Many onsite clinics now refer to themselves as “health and wellness centers.” They can provide an array of medical and health services related to general first aid, primary care, acute and specialty care, occupational health, and beyond.
Healthcare providers can give physicals, treat minor injuries, administer wellness exams, provide nutrition counseling and even manage chronic conditions. Employees can seek guidance and treatment for various conditions and receive specialty referrals as needed.
Just like healthcare plans, employers can choose to cover only participating employees or extend benefits to their spouses and dependents.
Offsite clinics are often located conveniently close to the workplace. These clinics are common for companies that have multiple offices or employees at different worksites.

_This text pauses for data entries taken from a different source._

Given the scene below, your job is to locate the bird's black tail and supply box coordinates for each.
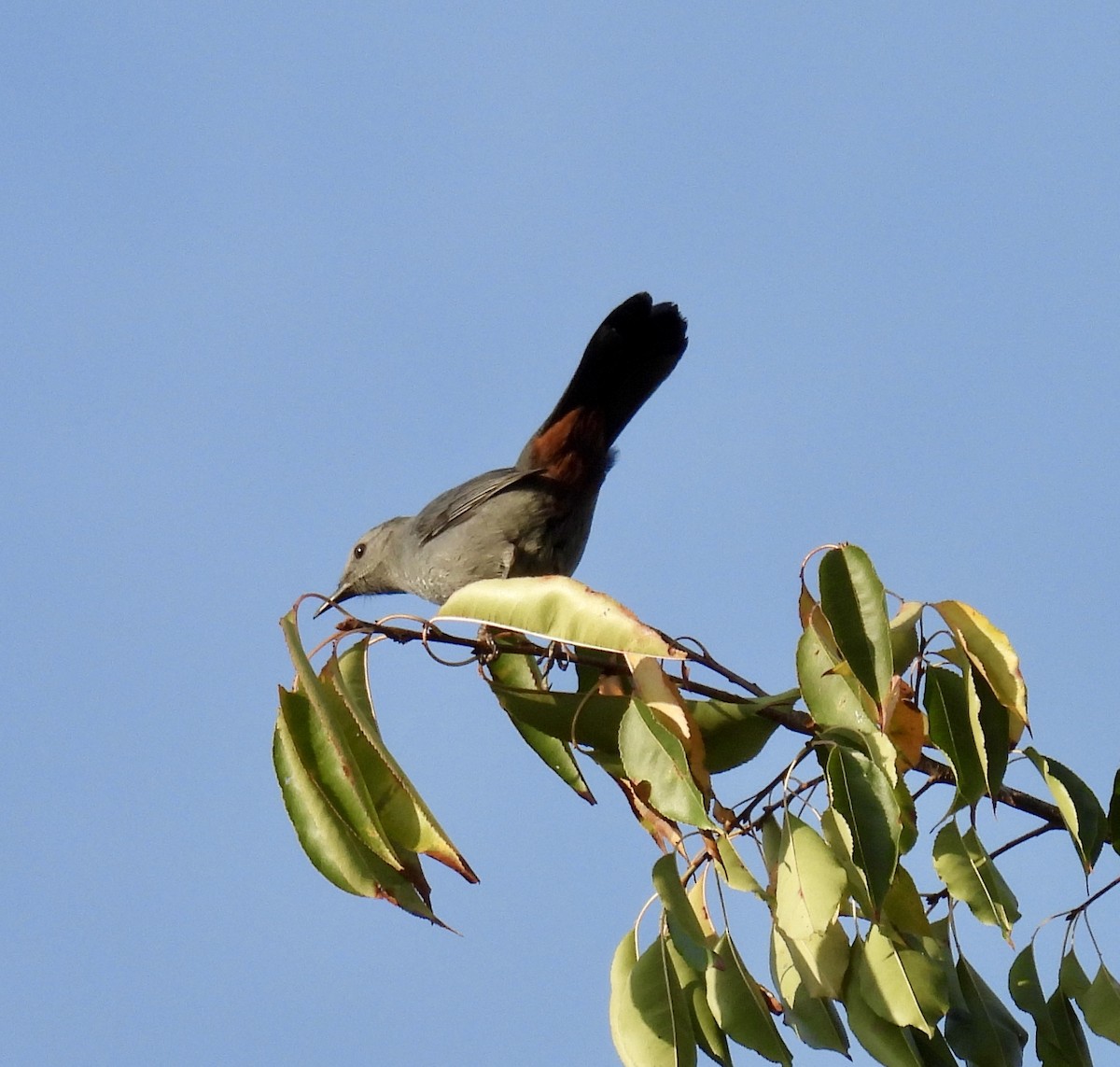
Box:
[517,292,688,481]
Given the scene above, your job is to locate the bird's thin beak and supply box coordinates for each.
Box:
[312,585,354,619]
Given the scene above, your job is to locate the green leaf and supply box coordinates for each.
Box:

Therefore, employees can access services and products that they would otherwise have to leave work to utilize.
Onsite clinics demonstrate a unique investment in employee wellness, which can help boost engagement and retention.
Onsite clinics can also help you increase workplace productivity since employees spend less time away from the office.
Workplace clinics drive employee and company savings, as corporate clinic services reduce loss in annual profits by ensuring employees have easier access to services.
For instance, employees who don’t have onsite clinic access may visit the local ER or urgent care for minor services, raising out-of-pocket expenses and wait times.
Regardless of company size, employer sponsored health clinics can serve employees by offering preventive care, annual screenings, acute care, or other services at minimal to no cost. Private companies, public employers and union groups can all sponsor these facilities.